Uiting Van Ongenoegen..


‘Potverdikke’ Dacht het mannetje, terwijl hij op de bank voor zich uit zat te staren. Om enkele momenten daarna datzelfde woord zachtjes uit te spreken. ‘Potverdikke’. Maar het leek de lading niet te dekken. Het klonk niet en het luchtte niet op. Het moest harder, dacht hij. Dan zou het misschien beter werken. Met iets meer kracht in zijn stem probeerde hij het nog eens. ‘potverdikkie!’ Maar het deed niks. Hij was nog net zo boos als toen hij dat woord voor het eerst in gedachten nam. ‘Potverdikke nog aan toe!’ Riep hij nu. Met nog net iets meer volume dan vlak daarvoor. Hij schrok heel even van zichzelf, maar voelde zich niet beter. Wat was dit dan ook eigenlijk voor een slappe uiting van ongenoegen? Iedere verhouding tot zijn gevoel, bleek in deze volkomen zoek.

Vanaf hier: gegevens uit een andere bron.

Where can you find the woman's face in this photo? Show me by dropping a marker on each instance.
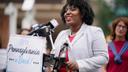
(121, 29)
(72, 16)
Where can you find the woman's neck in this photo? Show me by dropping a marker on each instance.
(75, 28)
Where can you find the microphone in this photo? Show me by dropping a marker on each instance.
(44, 29)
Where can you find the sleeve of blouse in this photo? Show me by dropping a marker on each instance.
(100, 51)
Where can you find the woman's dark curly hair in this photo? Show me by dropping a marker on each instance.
(115, 23)
(85, 10)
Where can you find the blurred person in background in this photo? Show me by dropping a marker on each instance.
(87, 50)
(118, 52)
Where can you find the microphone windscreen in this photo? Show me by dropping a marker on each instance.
(54, 23)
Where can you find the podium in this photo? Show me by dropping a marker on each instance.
(25, 53)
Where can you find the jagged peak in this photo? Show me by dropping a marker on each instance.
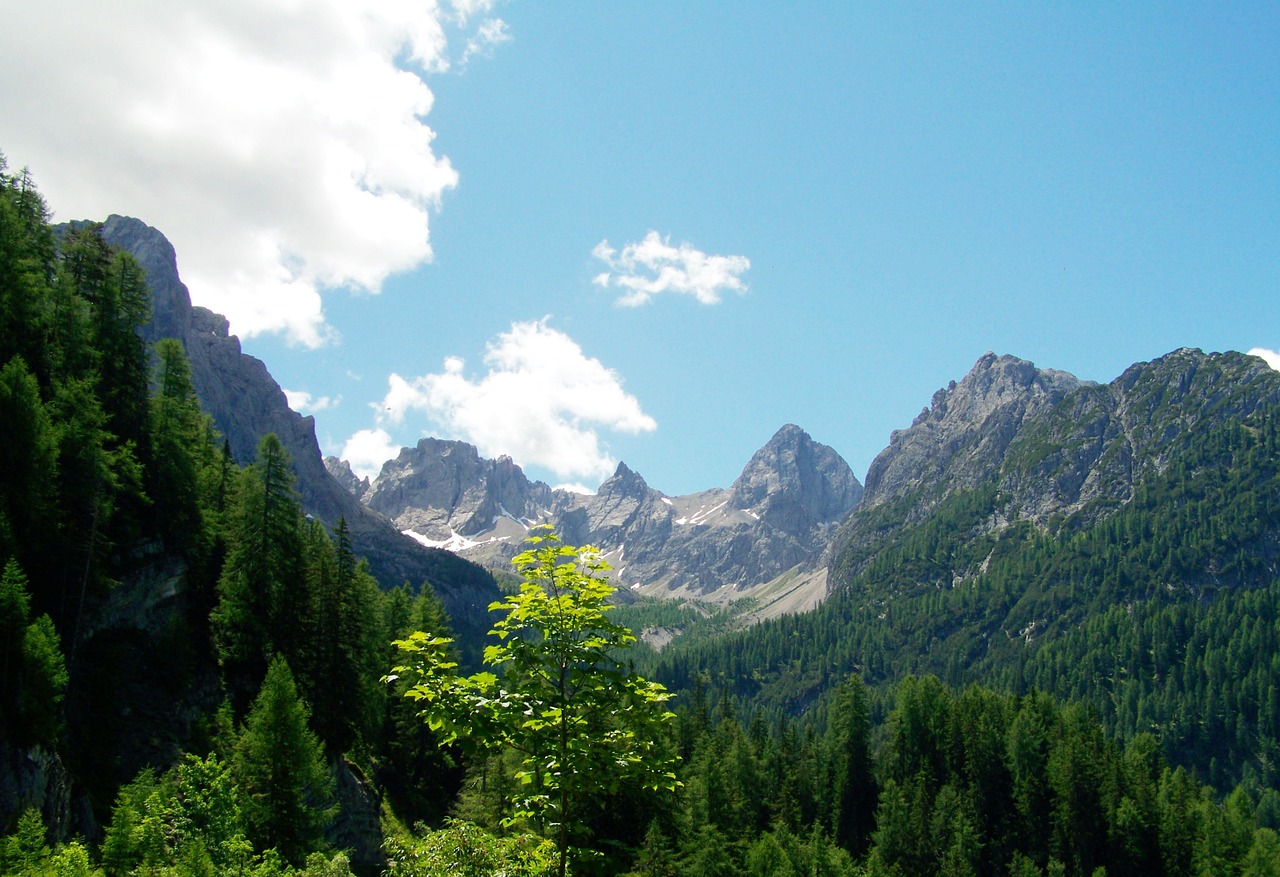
(625, 480)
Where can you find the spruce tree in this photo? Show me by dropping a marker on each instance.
(280, 770)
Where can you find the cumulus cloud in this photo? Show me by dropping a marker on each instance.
(304, 402)
(1272, 357)
(652, 266)
(280, 146)
(368, 450)
(542, 401)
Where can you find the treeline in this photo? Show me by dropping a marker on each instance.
(163, 607)
(969, 782)
(1160, 612)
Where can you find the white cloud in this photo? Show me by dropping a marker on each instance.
(304, 402)
(543, 402)
(368, 450)
(645, 269)
(1271, 357)
(280, 146)
(492, 32)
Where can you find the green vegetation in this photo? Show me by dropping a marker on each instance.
(199, 663)
(580, 724)
(1159, 612)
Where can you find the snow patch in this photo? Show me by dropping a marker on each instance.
(455, 543)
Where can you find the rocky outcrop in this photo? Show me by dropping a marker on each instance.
(246, 403)
(1048, 444)
(961, 437)
(775, 521)
(346, 478)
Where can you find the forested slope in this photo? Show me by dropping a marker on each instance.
(1119, 548)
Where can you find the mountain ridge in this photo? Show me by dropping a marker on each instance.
(716, 544)
(246, 402)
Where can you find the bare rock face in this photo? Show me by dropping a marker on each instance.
(963, 435)
(776, 519)
(346, 478)
(246, 403)
(1048, 444)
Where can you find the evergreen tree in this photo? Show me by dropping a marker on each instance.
(280, 770)
(263, 606)
(850, 789)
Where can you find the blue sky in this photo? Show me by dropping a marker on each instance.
(846, 205)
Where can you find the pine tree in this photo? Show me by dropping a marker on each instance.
(279, 767)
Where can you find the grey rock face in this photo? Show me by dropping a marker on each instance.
(963, 435)
(344, 476)
(776, 519)
(1051, 444)
(246, 403)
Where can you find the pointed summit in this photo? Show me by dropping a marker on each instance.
(794, 482)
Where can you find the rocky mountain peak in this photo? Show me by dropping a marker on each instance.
(796, 483)
(625, 482)
(968, 426)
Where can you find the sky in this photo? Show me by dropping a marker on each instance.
(580, 233)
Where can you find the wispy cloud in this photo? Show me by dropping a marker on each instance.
(492, 32)
(304, 402)
(542, 401)
(652, 266)
(280, 146)
(1271, 357)
(368, 450)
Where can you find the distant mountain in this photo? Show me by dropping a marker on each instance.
(763, 537)
(1115, 544)
(1048, 444)
(246, 403)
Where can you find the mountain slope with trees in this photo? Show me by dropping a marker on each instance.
(1114, 544)
(193, 668)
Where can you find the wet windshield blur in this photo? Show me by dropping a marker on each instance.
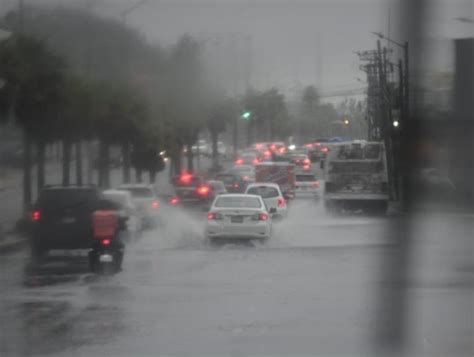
(299, 177)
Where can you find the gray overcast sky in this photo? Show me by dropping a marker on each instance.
(286, 43)
(292, 43)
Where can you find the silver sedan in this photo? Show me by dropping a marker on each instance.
(238, 216)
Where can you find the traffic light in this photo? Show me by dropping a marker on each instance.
(246, 115)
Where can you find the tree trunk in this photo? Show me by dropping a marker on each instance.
(235, 137)
(126, 162)
(177, 160)
(190, 156)
(66, 161)
(249, 133)
(26, 170)
(40, 158)
(103, 169)
(104, 164)
(138, 175)
(215, 153)
(152, 176)
(78, 153)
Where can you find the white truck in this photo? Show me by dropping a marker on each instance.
(281, 173)
(356, 177)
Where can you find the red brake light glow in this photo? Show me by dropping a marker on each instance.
(203, 190)
(281, 202)
(214, 216)
(186, 178)
(35, 216)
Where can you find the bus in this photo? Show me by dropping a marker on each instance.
(356, 177)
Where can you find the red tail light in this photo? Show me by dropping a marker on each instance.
(203, 190)
(35, 216)
(185, 178)
(260, 217)
(281, 202)
(214, 216)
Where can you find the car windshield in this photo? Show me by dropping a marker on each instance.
(238, 202)
(139, 192)
(117, 198)
(226, 179)
(351, 120)
(263, 191)
(66, 198)
(305, 178)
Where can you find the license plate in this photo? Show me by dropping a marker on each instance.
(106, 258)
(237, 219)
(68, 220)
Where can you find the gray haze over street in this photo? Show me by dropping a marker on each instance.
(312, 289)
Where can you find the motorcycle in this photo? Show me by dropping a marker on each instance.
(107, 251)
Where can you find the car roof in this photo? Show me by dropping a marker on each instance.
(262, 184)
(135, 185)
(238, 195)
(117, 193)
(69, 187)
(242, 167)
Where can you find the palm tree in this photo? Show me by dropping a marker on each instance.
(34, 77)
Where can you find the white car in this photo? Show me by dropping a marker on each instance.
(146, 201)
(307, 185)
(127, 209)
(271, 195)
(238, 216)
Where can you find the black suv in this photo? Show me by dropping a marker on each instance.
(62, 218)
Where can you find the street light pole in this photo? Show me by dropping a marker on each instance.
(406, 83)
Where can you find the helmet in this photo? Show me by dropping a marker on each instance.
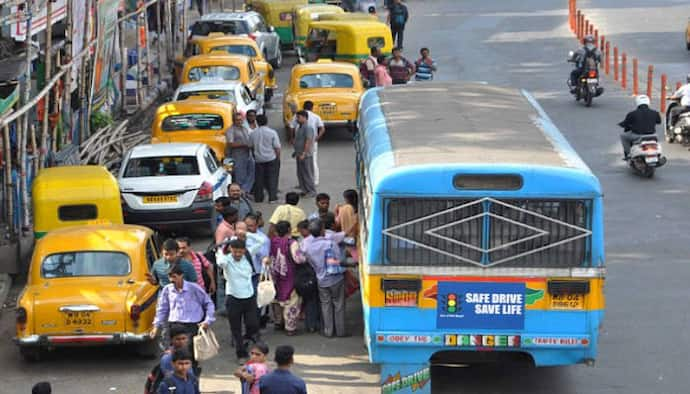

Hij stond op en liep naar de gangkast. Hij opende de deur en zijn ogen moesten even wennen aan het duister wat daar al sinds mensenheugenis de baas is. Toch duurde het niet lang voor hij, ergens diep in de hoek van de kast, de glinstering zag van de aluminium honkbalknuppel. Hij pakte hem en hield hem losjes in zijn hand toen hij de huiskamer weer binnenliep. Even liet hij hem op zijn schouder rusten. Zoals je dat allerlei schorriemorrie wel eens ziet doen in films, alvorens zij overgaan tot bruut geweld. Daarna pakte hij met beide handen het met tape ingewikkelde handvat vast en liep naar de hoek van de kamer waar de pc stond.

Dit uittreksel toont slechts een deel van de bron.